Thursday, April 8, 2010

Democracy In Iraq--BOOM!

Was it five car bombs—or was it seven—that went off in Baghdad the other day? I guess it depends on whether you count in Arabic or English. The locals say one thing; what’s left of the American military presence says the other.
We sponsored an election. It was apparently a reasonably fair election; it was also a dreadfully close election. We take close elections to the Supreme Court or the loser simply quits and lets the other guy have it. In simpler societies, recounts can get bloody.
So far, just in April, 100 Iraqi’s have died in the process. This comes just as we are preparing to cut the 96,000 GIs remaining in Iraq down to under 50,000. That should be completed by September; everybody is scheduled to leave by next year.
Why does this remind me of 1921?
What happened then, you ask. Read on—and see if it sounds familiar. There was a once a province of the brutal Turkish Empire that was maintained by force of arms, not by democratic mandate or agreement of the mutually hostile tribal and religious groups.
The Turkish Empire went away in a cloud of gun smoke back in 1918 and the British decided to take this province over. Mesopotamia, as it was then called, had NEVER been a unified country. Already by the end of World War I, people were beginning to sense just how much oil this piece of earth contained. Britain was quite willing to take on that burden.

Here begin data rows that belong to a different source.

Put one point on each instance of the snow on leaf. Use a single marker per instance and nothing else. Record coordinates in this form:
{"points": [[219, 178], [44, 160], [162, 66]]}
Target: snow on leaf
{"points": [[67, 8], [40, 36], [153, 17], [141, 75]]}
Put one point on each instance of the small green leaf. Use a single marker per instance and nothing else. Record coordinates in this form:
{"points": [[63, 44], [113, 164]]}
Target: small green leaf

Britain, however, was short on cash, and there was not a lot of political sentiment back in England for another foreign war—even for oil. In fact there was none. World War I had left England broke and sick of war—she wanted her boys home.
So young Winston Churchill, who was Colonial Secretary in 1921, held a meeting in Cairo where he came up with what seemed like a brilliant idea—to him. He would 1) combine three hostile tribal areas in Mesopotamia—that of the Kurds, the Shiites and the Sunni’s into one brand new country, called Iraq.

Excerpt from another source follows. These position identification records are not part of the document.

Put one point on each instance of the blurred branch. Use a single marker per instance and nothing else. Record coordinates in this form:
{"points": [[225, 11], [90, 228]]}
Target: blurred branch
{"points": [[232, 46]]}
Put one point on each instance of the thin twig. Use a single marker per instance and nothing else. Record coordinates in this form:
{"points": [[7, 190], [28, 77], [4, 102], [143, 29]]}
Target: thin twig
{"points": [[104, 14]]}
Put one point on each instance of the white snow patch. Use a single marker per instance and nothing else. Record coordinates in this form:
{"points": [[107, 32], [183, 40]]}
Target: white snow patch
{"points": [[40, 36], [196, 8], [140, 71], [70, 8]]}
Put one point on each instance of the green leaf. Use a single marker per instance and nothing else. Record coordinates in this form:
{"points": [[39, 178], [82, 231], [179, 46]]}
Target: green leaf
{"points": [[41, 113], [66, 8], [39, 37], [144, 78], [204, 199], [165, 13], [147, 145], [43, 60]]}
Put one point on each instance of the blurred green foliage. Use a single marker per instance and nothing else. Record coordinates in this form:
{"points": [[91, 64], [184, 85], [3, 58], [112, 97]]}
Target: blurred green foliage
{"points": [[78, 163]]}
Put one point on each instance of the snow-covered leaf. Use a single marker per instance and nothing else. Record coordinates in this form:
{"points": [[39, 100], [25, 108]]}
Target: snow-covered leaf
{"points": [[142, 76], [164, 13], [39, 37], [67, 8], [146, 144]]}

Two, he installed one of the characters out of “Lawrence of Arabia” as king—thus creating a unified national government. (This chap, by the way was from Arabia and had already been tossed out of Syria for trying to make himself king there.) Then, 3) Churchill decided to create an Iraqi national army under this new government so that the British troops could go home.
Cheaper, fewer British casualties, instead of three areas to pacify—one nation state with its own army. Absolutely brilliant plan. Rather like the plan Churchill had as a boy when he sought to gain entrance to a “haunted house” by blowing up a home-made bomb in the outside well. He blew himself high in the air and never found the “secret passage” into the house.

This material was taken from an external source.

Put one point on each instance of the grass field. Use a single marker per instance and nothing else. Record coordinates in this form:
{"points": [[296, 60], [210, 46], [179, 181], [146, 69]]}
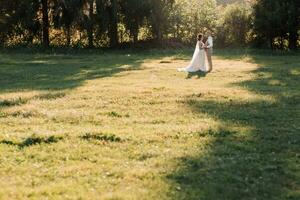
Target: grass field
{"points": [[127, 125]]}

His plan for Iraq didn’t work either. The three Mesopotamian tribes went right on hating each other. The new government was powerless to stop them from killing each other. Without sufficient British troops on the ground to pacify things, everything just go worse.
In 1930, Britain quit and went home. They left Iraq to its new king (whose entire family was finally wiped out in 1958—by a group that included Saddam Hussein). Churchill’s grand design exists today only in the name on the map—where the three groups that still hate each other live to this day.
Now it’s America’s turn to try to create a nation state out of these three groups. (Like the British, we’ve already given up on the oil.) Like the British we are only too willing to pull our own troops out and leave the mess to the Iraqi national army.
One can almost see Mr. Churchill, sitting on a back bench in heaven, shaking his head as he looks down and murmurs, “Good luck”.